All the ways Kansas finds me

Well, I finally did it. As of the beginning of November, I have finally lived in one location for at least one year without changing addresses, towns, or states. Last November, I moved into 417 and as of this November, I still currently live there. (Although, ironically, I am writing this post from a hotel room in Weatherford, Oklahoma. Oh work).
Now, I've been in Kansas for awhile, but even then I left for Illinois and then moved back. Moreover, in Hesston alone I've lived in 4 different houses ( well, including the house I house sat for a month,  which I count because it is the closest thing I've ever had to experiencing living alone) This is kind of a big deal. I haven't been sleeping in one location since 2004, the year before I started making the treks between my parents' house in Illinois and Bluffton University.

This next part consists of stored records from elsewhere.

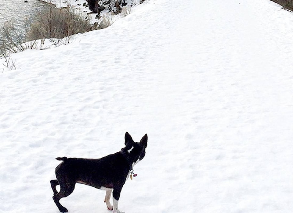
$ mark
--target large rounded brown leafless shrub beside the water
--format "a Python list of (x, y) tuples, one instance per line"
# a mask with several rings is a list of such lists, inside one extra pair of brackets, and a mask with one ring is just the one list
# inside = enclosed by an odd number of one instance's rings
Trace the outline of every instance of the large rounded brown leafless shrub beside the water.
[(27, 32), (27, 40), (63, 38), (90, 30), (93, 29), (89, 19), (81, 16), (73, 6), (62, 9), (50, 6), (38, 12)]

Time is marching on and I am finally adult enough to have to lug from my stuff from one place to the next. 

This is a big deal for me. I have commitment issues when it comes to places and furniture. Or, at least, I used to.  Okay, yeah, maybe I am still working through some of that. (The other day my coworker asked me if I was interested in buying a house. AH! What? Me? Buy a house? in Kansas? or at all for that matter? That is just plain nuts). Still, I now own furniture that will not fit into my car. I have a garden. I feel the most settled I have maybe ever felt. It's a nice feeling. 

But it's in Kansas.

Who would've thought I would still be here. I came back in 2010 with no game plan, except to bake at a coffee shop for awhile, hang out with the Bakers, and see what happens.

Life is a little bit different now. I no longer work at coffee shop and my sister lives back in North Carolina. And I am still in Kansas.

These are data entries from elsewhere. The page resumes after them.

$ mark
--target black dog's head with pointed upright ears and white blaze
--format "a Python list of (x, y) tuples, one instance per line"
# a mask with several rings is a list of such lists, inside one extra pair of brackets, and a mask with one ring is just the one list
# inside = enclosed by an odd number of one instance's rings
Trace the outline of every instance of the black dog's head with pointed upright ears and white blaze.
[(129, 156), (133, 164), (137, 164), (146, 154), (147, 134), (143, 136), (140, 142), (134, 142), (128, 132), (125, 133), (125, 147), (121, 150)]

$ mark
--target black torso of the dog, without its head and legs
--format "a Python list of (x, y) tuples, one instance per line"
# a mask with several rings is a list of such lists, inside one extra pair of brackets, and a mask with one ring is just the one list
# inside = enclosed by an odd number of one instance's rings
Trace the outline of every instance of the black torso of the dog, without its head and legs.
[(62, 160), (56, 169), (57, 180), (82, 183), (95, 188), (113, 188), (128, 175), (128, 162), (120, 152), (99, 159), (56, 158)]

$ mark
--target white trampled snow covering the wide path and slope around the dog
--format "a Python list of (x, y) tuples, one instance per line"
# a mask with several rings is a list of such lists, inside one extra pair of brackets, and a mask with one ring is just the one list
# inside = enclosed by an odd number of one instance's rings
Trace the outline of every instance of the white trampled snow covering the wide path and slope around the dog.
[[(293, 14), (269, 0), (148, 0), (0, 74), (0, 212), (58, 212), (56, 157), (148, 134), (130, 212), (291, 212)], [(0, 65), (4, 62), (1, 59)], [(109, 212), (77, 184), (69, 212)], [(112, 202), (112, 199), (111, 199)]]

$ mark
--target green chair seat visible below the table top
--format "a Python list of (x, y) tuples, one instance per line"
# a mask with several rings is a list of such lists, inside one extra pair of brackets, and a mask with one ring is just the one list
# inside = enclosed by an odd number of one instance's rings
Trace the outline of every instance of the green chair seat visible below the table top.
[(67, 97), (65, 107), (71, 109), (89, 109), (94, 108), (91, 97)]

I may not always enjoy my geological location, but I have to say that Kansas has found me in times when I needed her the most. 

I came to Kansas in the fall of 2010 pretty broken and disoriented after a hard year of service in South Africa. I was brokenhearted by the church, had graduated during the recession with an ambiguous degree and extremely lonely. I needed my sister. I needed something to keep me busy. (like making more cinnamon rolls that I could even count). I needed a break from church. I needed to be cared for.

And in every possible way, Kansas came through for me. I was well loved by the Bakers. (I spent many evenings on my sister's couch crying, laughing and/or eating popcorn). My connections at the coffee shop eventually lead to me greater work opportunities (and now I get to work for an organization to which I've always looked up). I was able to connect with an impromptu small group that helped me talk about faith struggles in a safe and loving community. And I met Levent, which has been the greatest adventure of them all thus far. 

I bash her. I call Kansas names, but deep down I know that I am truly grateful to be in the prairie for this season of my life. Even now, when it is so hard to be away from my sister that is hurts, I know this is a good place for me to be. It has been a good place for me to heal, for me to finally figure out what this adulthood thing is all about, and for me to grow in ways I never expected. 

And hey, the mild winter weather and the cheap cost of living isn't so bad either. So, for now, my suitcases remain contently unpacked.